Include a column for the table name (maybe another for the data type) - you could then use the same table twice in a query (once as an alias), join on fieldname and you'll get a list of the matches.

So if you've built a data dictionary table that looks a bit like this:
Code:
[B]fieldname,tablename,datatype[/B]
firstname,contacts,text
surname,contacts,text
phone,contacts,text
firstname,keyholders,text
surname,keyholders,text
name,phonelist,text
phone,phonelist,text

You can run this query:
SELECT datadictionary.fieldname, datadictionary.tablename, datadictionary.datatype, datadictionary_1.tablename, datadictionary_1.datatype
FROM datadictionary INNER JOIN datadictionary AS datadictionary_1 ON datadictionary.fieldname = datadictionary_1.fieldname
WHERE (((datadictionary_1.tablename)<>[datadictionary].[tablename]));

and you'll get results like this:
Code:
[B]fieldname,datadictionary.tablename,datadictionary.datatype,datadictionary_1.tablename,datadictionary_1.datatype[/B]
firstname,keyholders,text,contacts,text
surname,keyholders,text,contacts,text
phone,phonelist,text,contacts,text
firstname,contacts,text,keyholders,text
surname,contacts,text,keyholders,text
phone,contacts,text,phonelist,text

- so the first line is telling you that the field 'firstname' exists in 'Keyholders' and 'contacts' (admittedly, this information is repeated the other way around on the fourth line, the other way around.
 
Thanks very much G_T_H and Mike: I'll toy around with your examples soon and see if I can implement them, and post back with what I found.

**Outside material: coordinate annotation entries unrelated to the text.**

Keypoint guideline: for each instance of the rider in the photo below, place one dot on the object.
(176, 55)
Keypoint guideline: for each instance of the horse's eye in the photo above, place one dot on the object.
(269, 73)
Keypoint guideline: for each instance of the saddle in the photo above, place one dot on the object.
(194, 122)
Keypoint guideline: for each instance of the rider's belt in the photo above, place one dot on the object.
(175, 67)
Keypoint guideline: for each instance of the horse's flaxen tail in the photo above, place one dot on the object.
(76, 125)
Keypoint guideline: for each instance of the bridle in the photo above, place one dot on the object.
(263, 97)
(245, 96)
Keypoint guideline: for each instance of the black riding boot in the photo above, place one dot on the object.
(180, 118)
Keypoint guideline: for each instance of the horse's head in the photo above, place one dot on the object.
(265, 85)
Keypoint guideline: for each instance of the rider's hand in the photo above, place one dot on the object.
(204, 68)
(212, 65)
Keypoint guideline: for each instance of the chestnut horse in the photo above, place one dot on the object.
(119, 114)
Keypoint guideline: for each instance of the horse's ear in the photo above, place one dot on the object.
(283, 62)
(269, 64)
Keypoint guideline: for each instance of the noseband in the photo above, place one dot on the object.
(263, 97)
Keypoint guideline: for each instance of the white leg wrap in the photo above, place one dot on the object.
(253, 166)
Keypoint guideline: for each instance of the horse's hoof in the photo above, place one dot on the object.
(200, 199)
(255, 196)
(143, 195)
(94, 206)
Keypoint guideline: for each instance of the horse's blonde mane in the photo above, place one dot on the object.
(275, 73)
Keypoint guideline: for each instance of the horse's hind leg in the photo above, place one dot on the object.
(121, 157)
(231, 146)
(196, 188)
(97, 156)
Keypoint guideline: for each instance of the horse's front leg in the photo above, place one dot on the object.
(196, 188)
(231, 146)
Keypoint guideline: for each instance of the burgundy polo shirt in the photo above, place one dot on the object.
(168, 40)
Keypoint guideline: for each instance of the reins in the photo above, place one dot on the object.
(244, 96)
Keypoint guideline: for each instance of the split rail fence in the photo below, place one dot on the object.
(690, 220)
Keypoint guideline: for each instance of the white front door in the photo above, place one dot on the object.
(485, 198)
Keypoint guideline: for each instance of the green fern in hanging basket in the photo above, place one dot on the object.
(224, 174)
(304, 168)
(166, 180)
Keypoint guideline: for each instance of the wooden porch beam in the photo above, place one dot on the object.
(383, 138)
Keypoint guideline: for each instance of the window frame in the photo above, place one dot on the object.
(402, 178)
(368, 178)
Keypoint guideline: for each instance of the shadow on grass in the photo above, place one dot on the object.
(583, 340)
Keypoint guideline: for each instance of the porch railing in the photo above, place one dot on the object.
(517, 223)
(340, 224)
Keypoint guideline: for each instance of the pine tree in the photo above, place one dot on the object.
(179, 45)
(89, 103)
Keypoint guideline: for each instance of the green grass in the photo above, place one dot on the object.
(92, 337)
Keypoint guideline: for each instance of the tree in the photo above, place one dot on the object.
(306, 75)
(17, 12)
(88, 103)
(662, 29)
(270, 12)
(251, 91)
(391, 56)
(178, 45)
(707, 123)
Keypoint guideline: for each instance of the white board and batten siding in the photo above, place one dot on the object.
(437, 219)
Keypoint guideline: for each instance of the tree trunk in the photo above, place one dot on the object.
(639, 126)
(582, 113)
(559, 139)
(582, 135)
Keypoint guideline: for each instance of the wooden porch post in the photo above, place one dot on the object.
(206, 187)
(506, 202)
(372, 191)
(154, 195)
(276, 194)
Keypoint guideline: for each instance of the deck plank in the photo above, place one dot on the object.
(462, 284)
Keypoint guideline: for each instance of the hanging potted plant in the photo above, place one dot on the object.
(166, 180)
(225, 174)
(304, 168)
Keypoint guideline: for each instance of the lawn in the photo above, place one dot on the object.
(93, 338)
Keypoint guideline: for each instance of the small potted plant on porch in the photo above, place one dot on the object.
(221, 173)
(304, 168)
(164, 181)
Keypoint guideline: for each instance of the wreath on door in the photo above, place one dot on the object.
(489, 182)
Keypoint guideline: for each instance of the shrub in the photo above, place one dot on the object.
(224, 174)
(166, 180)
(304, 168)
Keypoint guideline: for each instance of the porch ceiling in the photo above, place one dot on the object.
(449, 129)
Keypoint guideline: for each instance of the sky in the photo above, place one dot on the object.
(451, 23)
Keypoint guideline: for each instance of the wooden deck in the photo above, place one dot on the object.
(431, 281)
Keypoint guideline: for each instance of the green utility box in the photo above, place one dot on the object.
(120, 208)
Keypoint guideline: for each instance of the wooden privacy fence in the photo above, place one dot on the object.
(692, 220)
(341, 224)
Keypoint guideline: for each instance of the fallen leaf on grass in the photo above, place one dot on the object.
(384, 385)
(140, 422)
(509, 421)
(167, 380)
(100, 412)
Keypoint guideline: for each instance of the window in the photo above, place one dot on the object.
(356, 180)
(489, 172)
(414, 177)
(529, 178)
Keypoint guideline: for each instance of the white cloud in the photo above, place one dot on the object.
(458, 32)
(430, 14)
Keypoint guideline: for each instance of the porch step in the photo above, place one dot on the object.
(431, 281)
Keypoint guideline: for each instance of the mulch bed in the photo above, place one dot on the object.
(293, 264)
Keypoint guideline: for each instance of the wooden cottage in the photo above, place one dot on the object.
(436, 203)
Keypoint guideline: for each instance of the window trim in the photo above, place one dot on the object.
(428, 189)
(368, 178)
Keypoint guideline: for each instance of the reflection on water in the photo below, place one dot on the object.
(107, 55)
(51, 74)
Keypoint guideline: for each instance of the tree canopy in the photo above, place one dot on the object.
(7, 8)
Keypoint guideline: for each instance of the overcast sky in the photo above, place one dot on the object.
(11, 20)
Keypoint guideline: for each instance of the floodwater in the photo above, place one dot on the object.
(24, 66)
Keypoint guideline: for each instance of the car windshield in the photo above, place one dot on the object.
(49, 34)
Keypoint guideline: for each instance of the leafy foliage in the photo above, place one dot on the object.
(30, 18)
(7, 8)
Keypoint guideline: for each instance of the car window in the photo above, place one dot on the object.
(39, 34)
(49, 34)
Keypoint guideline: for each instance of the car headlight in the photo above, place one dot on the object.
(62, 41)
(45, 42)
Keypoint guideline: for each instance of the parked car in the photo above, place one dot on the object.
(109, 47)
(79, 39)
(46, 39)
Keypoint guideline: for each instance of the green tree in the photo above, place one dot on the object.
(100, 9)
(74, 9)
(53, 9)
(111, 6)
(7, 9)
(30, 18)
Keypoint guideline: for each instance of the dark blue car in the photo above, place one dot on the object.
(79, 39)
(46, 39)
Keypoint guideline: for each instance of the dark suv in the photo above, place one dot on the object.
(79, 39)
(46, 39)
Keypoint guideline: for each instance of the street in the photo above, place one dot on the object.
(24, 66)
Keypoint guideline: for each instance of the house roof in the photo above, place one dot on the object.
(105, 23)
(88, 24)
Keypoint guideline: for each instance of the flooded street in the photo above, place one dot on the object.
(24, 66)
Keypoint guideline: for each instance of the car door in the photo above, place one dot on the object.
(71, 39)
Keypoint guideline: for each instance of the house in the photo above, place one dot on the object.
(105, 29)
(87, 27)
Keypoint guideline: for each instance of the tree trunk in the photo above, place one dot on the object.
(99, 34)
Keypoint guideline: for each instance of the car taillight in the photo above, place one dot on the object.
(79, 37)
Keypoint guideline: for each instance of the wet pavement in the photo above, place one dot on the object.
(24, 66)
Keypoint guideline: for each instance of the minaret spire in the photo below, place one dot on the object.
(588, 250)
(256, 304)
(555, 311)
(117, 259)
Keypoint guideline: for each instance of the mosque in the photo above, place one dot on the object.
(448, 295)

I'll note that this concept was one that my manager deemed to be impossible, so it'll be brilliant if I can show him it up and running :P
 
I would agree with your manager in that it would be impossible to justify the time to develop a new design tool that is easier that using the already available Access design tools. IMHO, you are getting close to "reinventing the wheel." I can't see a way of justifying the time/resources/expense for this project
 
HiTechCoach, I'm comparing tables automatically to save users from manually comparing tables between different sources. If the design tools had been used in an 'optimal' way when the tables were being made in the first place, this wouldn't have been necessary. But they weren't, and it is. This time/expense is a requirement for the company to run things at a decent speed in future. If I'm reinventing the wheel, then the first wheel must have been a bit square.